Alex Tatarsky (she/they) makes work in the unfortunate in-between zone of comedy, performance art, dance, theater, and deluded rant – sometimes with songs. Venues include MoMA PS1, The Glove, La Mama, Gibney, Skirball, Dixon Place, JACK, Brooklyn Museum, New Museum, FringeArts, Abrons Arts Center, CPR, Judson Church, and many bars and basements. They write on spambot poetics, bootleg lyrics, and grotesque politics for publications including New Inquiry, ArtReview Asia, OIE, Spike, Garlands, Hypocrite Reader, and Weekday. Along with Ming Lin of Display Distribute, they investigate the poetics of counterfeit t-shirts, a phenomenon they call the shanzhai lyric, through publication, installation, and an ever-shifting roving archive. They have done performative interventions in community centers, public libraries, and private closets including at Abrons Arts Center, Stuart Hall Library, Women’s Art Library, and clearview ltd. @shanzhai_lyric. Some of Tatarsky’s current research interests include compost, self-loathing, parades, & acrylic nails. 

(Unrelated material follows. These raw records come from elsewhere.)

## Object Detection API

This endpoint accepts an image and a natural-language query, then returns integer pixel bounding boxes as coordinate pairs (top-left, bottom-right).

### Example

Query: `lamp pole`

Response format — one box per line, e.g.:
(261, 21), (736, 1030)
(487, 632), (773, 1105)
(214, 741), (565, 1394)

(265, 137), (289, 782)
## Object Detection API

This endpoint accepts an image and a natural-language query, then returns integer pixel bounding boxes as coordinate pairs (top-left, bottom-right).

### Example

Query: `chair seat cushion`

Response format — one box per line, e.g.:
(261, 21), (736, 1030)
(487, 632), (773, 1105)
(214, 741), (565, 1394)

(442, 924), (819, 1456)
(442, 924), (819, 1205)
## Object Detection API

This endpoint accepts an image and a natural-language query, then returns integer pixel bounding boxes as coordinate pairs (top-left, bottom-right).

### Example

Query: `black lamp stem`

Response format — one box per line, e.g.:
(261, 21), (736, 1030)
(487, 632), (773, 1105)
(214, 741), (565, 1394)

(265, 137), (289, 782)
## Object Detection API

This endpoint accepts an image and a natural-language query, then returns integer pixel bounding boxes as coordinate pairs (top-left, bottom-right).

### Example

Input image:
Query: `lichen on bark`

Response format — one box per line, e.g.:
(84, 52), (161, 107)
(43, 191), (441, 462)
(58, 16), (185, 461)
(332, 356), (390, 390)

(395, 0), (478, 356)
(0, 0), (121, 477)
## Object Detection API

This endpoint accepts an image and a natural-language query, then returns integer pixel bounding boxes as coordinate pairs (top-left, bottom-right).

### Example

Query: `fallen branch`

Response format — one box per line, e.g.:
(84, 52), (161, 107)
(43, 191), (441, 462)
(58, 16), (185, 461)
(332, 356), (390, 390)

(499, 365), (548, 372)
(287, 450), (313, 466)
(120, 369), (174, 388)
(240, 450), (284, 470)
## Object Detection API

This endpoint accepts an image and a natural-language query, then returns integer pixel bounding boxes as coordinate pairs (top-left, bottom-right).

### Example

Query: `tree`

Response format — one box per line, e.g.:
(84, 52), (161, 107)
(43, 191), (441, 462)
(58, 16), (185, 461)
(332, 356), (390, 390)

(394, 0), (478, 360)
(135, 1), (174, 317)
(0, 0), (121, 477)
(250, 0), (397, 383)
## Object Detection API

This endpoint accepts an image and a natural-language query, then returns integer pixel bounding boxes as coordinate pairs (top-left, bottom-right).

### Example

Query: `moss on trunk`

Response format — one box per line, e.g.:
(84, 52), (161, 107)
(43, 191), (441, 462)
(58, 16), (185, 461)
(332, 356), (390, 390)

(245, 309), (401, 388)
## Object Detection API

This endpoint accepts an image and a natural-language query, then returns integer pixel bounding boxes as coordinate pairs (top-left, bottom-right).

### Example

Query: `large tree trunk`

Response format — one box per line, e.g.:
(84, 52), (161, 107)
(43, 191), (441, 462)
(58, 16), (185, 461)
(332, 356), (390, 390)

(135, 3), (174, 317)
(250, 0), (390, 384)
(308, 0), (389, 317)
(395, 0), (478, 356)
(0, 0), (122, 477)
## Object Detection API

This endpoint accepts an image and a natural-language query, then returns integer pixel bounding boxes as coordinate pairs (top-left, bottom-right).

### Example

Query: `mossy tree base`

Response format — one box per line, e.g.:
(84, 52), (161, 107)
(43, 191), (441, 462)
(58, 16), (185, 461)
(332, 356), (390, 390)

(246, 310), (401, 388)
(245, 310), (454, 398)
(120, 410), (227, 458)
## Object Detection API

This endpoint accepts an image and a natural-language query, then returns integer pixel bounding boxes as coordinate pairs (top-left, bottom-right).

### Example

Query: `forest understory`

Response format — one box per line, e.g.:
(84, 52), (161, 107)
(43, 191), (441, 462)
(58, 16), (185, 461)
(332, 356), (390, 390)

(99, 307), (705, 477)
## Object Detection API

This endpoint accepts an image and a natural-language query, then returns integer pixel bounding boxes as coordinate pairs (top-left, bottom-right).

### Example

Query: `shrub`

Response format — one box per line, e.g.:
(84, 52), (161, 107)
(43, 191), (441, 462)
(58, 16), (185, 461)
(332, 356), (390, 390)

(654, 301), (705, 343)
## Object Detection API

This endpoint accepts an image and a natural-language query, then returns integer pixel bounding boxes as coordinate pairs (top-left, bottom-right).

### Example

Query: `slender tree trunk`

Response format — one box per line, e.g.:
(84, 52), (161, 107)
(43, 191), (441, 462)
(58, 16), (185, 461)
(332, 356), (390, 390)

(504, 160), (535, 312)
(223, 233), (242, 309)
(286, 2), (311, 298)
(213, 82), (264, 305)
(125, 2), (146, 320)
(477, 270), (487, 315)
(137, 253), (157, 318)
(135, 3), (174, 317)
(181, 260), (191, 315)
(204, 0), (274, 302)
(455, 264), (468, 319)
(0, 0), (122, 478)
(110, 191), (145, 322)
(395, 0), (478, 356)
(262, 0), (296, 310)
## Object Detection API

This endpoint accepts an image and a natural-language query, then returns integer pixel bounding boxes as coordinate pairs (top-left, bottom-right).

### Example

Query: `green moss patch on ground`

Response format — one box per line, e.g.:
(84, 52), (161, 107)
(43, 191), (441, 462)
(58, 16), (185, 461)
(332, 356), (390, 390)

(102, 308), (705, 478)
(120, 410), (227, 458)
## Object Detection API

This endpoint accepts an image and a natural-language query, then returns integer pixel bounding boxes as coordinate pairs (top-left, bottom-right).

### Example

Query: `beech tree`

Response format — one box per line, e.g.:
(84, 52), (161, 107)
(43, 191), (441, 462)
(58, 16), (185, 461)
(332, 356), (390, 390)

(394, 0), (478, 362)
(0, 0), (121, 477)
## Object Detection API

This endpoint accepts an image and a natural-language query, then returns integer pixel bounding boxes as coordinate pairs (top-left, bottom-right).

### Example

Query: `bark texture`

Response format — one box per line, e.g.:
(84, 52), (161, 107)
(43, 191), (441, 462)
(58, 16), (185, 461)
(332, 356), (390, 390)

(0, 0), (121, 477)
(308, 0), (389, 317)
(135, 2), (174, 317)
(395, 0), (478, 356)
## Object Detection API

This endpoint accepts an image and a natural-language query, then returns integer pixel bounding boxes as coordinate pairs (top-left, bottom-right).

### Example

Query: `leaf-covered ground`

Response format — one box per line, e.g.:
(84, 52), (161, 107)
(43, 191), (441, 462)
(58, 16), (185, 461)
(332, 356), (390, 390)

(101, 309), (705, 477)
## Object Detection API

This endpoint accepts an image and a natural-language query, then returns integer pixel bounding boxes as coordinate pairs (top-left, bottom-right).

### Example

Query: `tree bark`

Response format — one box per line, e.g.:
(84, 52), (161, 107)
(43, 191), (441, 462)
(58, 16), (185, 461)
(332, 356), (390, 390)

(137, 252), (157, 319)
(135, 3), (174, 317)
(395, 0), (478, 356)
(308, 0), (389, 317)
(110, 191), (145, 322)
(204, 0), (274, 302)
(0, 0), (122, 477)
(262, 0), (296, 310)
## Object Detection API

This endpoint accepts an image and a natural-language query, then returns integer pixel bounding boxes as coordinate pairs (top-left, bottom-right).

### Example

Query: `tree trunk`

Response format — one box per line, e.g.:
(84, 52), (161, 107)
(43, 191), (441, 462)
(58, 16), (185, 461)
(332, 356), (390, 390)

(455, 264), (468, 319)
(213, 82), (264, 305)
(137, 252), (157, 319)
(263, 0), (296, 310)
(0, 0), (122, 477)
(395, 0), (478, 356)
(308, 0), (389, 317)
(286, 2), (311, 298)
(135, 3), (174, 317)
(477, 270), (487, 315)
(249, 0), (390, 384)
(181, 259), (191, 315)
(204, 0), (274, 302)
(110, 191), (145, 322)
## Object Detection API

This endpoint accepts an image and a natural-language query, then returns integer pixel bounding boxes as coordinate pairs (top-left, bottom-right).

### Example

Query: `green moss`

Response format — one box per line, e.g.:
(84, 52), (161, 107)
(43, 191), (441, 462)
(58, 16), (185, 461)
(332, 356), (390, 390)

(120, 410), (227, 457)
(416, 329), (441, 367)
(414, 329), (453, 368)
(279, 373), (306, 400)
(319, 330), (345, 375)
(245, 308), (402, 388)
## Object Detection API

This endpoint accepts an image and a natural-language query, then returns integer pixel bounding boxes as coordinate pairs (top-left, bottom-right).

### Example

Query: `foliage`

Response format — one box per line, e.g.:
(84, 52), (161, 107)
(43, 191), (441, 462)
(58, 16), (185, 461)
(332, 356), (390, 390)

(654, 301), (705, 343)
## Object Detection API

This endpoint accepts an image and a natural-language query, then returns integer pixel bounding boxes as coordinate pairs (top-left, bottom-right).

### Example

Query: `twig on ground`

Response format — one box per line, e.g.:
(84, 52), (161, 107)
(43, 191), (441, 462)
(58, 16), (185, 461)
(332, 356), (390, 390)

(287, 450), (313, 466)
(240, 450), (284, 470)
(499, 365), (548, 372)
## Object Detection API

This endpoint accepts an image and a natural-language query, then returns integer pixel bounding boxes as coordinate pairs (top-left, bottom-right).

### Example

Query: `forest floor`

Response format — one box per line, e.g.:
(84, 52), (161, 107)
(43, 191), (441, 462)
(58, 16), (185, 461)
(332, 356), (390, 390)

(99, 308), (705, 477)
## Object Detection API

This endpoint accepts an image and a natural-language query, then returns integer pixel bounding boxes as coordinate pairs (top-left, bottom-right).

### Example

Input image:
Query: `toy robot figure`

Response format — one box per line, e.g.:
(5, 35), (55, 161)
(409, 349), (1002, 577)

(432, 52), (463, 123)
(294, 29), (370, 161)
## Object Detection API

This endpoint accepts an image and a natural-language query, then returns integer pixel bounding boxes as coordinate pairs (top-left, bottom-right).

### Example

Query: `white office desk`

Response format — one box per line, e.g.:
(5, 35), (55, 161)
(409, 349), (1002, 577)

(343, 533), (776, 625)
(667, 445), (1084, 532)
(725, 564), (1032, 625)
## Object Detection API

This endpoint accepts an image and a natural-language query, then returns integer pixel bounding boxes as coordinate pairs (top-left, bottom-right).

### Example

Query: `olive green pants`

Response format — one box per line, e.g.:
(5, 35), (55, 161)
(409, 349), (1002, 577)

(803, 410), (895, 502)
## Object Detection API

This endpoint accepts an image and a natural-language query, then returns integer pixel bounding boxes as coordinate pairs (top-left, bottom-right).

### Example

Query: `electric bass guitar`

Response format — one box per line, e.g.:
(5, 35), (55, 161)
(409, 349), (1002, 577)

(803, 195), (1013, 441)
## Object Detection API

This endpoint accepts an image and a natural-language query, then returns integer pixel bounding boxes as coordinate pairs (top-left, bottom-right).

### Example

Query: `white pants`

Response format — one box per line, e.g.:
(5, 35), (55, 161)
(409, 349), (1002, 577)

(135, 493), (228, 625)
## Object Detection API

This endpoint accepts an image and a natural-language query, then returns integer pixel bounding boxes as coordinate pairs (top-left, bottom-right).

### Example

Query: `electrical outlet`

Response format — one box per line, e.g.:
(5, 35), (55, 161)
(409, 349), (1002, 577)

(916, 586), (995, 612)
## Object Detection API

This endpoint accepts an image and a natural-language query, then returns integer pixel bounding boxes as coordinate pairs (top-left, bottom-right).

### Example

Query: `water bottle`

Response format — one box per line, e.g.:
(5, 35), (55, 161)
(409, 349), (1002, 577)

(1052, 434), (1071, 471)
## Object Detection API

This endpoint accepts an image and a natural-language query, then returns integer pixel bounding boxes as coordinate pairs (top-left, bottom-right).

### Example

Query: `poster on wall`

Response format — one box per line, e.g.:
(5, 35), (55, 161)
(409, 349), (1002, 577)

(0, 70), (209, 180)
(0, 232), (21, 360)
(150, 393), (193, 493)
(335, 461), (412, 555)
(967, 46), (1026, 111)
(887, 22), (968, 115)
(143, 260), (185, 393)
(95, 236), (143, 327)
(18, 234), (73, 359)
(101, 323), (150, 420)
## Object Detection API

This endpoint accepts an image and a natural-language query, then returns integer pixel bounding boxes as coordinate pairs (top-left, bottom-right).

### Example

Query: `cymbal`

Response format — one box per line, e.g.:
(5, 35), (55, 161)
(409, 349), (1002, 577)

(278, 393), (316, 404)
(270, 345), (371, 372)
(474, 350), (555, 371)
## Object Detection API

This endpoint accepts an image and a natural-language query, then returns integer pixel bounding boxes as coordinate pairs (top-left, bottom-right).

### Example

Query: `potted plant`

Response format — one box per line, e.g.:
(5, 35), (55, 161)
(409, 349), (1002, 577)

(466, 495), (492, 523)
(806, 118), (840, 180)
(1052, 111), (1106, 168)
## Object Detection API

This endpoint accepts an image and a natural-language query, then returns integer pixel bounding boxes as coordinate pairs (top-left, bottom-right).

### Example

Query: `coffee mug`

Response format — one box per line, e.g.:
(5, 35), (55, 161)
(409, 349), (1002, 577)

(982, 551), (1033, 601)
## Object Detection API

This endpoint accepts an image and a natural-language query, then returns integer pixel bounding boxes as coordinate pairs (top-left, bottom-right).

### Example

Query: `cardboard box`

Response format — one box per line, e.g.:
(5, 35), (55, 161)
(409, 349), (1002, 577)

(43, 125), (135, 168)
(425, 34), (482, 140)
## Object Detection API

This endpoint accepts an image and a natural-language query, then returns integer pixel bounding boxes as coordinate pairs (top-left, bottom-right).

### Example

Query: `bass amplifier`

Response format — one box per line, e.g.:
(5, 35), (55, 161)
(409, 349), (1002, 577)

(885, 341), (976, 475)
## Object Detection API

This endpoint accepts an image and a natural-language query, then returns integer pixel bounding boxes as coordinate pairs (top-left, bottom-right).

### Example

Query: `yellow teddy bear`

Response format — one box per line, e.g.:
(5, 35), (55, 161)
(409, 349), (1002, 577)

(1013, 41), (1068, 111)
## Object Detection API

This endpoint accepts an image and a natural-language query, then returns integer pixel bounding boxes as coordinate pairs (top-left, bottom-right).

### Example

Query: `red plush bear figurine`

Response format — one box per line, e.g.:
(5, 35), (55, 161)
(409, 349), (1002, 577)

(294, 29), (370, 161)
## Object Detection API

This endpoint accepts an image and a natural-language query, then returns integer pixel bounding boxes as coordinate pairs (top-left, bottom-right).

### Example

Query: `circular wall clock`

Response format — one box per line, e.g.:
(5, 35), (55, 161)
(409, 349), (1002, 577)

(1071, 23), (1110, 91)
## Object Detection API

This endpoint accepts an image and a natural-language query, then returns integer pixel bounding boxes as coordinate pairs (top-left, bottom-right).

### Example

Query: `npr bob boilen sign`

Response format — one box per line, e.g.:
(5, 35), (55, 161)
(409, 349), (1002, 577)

Shanzhai Lyric is a body of research focusing on radical logistics and linguistics through the prism of technological aberration and nonofficial cultures. Directed by Ming Lin and Alex Tatarsky, the project takes inspiration from the experimental English of shanzhai t-shirts made in China and proliferating across the globe to examine how the language of counterfeit uses mimicry, hybridity, and permutation to both revel in and reveal the artifice of global hierarchies. Through an ever-growing archive of poetry-garments, Shanzhai Lyric explores the potential of mis-translation and nonsense as utopian world-making (breaking) and has previously taken the form of poetry-lecture, essay, and installation. In the fall of 2020, Shanzhai Lyric founded the fictional office entity Canal Street Research Association.

home school is a free pop-up art school and space of sacred duty co-run by Victoria Anne Reis and manuel arturo abreu. Since 2015, home school has offered genre-nonconforming edutainment, critical care, and contexts for contemplation, all free or sliding scale for local and remote publics.